First things first. What is Solr?
“Solr is the popular, blazing fast open source enterprise search platform from the Apache Lucene project. Its major features include powerful full-text search, hit highlighting, faceted search, dynamic clustering, database integration, rich document (e.g., Word, PDF) handling, and geospatial search. Solr is highly scalable, providing distributed search and index replication, and it powers the search and navigation features of many of the world’s largest internet sites. “
-Says the Apache Solr website. I can’t explain it better than this, anyways.
I first used Solr in Jan 2010 and have been using it at various stages of my professional as well as student life, ever since. To say the least, its amazing! 🙂 I was just browsing through this book – “Solr 1.4 Enterprise Search Server” (by David Smiley and Eric Pugh) today. Oh, well, I should have read it in 2010 ideally. But, I found it now. There was one more which I found a couple of weeks ago, “Apache Solr 3.1 Cookbook” by Rafal Kuc. I thought it would be good to put the set of related links that I found useful over a period of time, so that others like me, who want to begin with Solr, might find them useful too. There might be N such posts on the web. But, this is partly for my own log too!
1) I remember starting at this presentation on “What is Solr?” by Tom Hill (courtesy: my google bookmarks). It might be a bit dated now, though.
2) This article by Grant Ingersoll, at IBM Developer works, was another useful one, back then.

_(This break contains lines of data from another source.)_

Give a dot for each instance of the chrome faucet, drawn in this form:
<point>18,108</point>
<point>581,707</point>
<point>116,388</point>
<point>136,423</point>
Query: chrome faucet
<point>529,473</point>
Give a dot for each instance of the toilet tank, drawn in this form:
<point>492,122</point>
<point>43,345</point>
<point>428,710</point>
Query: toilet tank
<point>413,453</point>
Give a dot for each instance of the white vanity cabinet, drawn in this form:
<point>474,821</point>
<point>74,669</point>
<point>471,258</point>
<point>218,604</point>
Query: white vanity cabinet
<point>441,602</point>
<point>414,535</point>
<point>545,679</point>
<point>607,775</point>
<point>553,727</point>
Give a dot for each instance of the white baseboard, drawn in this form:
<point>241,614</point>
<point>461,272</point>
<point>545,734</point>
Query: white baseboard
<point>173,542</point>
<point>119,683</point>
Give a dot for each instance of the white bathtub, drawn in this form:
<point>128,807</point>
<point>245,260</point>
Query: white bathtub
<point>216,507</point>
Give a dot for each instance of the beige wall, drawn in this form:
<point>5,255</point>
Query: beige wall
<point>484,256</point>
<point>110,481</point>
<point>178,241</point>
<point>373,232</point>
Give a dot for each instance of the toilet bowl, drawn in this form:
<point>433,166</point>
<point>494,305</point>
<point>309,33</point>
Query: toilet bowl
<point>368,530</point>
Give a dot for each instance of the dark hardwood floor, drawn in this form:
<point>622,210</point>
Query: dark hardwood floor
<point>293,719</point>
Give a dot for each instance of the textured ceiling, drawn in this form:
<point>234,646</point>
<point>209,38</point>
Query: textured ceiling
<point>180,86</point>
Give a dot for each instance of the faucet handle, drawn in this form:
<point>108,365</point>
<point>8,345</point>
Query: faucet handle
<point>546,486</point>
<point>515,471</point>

3) Solr Wiki is the best source for everything, ofcourse. (http://wiki.apache.org/solr)
4) “Seven Deadly Sins of Solr” on LucidImagination pages, was another one, which helped me a lot during the initial days. In general, LucidImagination has some really good articles on Solr, for users of all stages of Solr experience.

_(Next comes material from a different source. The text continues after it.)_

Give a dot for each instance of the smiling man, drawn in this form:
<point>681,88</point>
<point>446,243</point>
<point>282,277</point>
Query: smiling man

5) In my view, setting Solr in Eclipse, with Tomcat is a real irritating issue. Well, it’s no difficult. Its straight forward. But, I don’t (perhaps won’t) understand Tomcat behavior in Eclipse, personally. This blogpost gives an overview of what to do to make a test Solr server work in your eclipse.
6) I was wondering about the crawling part of Solr. I always used external crawlers (Heritrix, Wget and even 80legs etc) to get required data. But there seem to be decent amount of options, which I did not try out, yet. Some of them –
a) Using Nutch with Solr – a LucidImagination article (I did play around with Nutch a while ago, but I did not know about Solr back then!)

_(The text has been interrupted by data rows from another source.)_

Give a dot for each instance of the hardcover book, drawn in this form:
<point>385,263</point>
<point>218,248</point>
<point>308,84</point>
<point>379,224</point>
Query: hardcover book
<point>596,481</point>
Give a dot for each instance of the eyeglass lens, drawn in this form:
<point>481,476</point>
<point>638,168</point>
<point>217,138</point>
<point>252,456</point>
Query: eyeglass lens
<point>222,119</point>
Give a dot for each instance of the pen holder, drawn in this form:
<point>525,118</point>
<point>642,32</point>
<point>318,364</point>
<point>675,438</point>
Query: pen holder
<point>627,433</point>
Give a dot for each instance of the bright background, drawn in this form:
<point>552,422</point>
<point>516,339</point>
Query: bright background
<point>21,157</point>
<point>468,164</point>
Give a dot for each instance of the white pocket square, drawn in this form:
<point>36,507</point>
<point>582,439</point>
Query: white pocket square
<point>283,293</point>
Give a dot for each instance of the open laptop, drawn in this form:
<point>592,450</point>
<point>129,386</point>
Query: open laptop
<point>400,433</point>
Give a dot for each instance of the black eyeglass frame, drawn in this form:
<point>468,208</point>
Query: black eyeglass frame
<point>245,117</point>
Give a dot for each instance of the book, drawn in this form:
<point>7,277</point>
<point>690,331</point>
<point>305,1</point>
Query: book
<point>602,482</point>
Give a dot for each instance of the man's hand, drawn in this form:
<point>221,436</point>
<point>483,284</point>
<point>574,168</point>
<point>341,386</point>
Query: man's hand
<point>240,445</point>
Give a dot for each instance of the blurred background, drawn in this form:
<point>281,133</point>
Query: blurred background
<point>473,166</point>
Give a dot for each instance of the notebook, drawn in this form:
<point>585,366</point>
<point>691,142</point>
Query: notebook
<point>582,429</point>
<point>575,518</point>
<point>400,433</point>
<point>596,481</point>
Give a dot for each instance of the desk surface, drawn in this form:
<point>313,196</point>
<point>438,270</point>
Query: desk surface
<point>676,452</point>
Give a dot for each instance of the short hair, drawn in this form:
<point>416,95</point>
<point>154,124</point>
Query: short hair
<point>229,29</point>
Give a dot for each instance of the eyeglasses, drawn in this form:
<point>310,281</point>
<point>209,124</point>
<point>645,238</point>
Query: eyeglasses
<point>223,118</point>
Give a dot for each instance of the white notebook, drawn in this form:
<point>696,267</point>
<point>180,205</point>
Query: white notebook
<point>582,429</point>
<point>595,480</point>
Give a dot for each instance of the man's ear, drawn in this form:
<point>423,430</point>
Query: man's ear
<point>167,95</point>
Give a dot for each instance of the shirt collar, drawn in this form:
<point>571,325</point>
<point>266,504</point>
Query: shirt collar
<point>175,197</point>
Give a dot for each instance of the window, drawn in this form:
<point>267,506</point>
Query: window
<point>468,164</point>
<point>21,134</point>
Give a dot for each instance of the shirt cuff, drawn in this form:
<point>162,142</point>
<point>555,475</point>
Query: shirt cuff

b) Youseer, which uses Heritrix to crawl and Solr to index.
c) Crawl-Anywhere, another thing that I read about recently, which uses their own crawler, with Solr Indexer.
7) Here is a good example of reading Solr results, from SolrJ, a java library for Solr. I particularly cite this because, I had a tough time in finding an example on using SolrJ to read Solr results :). Mats Lindh’s post was also a very useful one to use Solrj.
The best part of this is, I need not read Solr results in java alone. I can develop my webapp in any language I want and Solr supports it! (Well, I know that people use Java, Ruby and Python. Since Solr supports JSON, I guess it can be used in other languages too, perhaps).
9) I tried using the Solr-UIMA integration, but it did not work my UIMA annotators. So, I left it there and managed to do the UIMA stuff before sending the doc to Solr :). It might look like “running away from the problem”, but it works.
10) Time and again, I am amazed at the new stuff I discover about Solr. The books I mentioned above, are really good sources of information. You can perhaps manage to find pirated pdfs online. I don’t want to give links myself, here. 🙂
11) Oh, I did mention links on setting up Solr to work, Knowing more about Solr and Accessing the search results of Solr using SolrJ. But, I did not mention about indexing a set of documents. I started with an example code by Grant Ingersoll. I can’t place that right now, but found this Solr-user group mail, which can serve as an example. Here is one more from Lucid Imagination, which uses TIKA parser.
(Hoping that someday, someone like me, will find this post useful! Perhaps, this is an attempt to give back to the community! :P)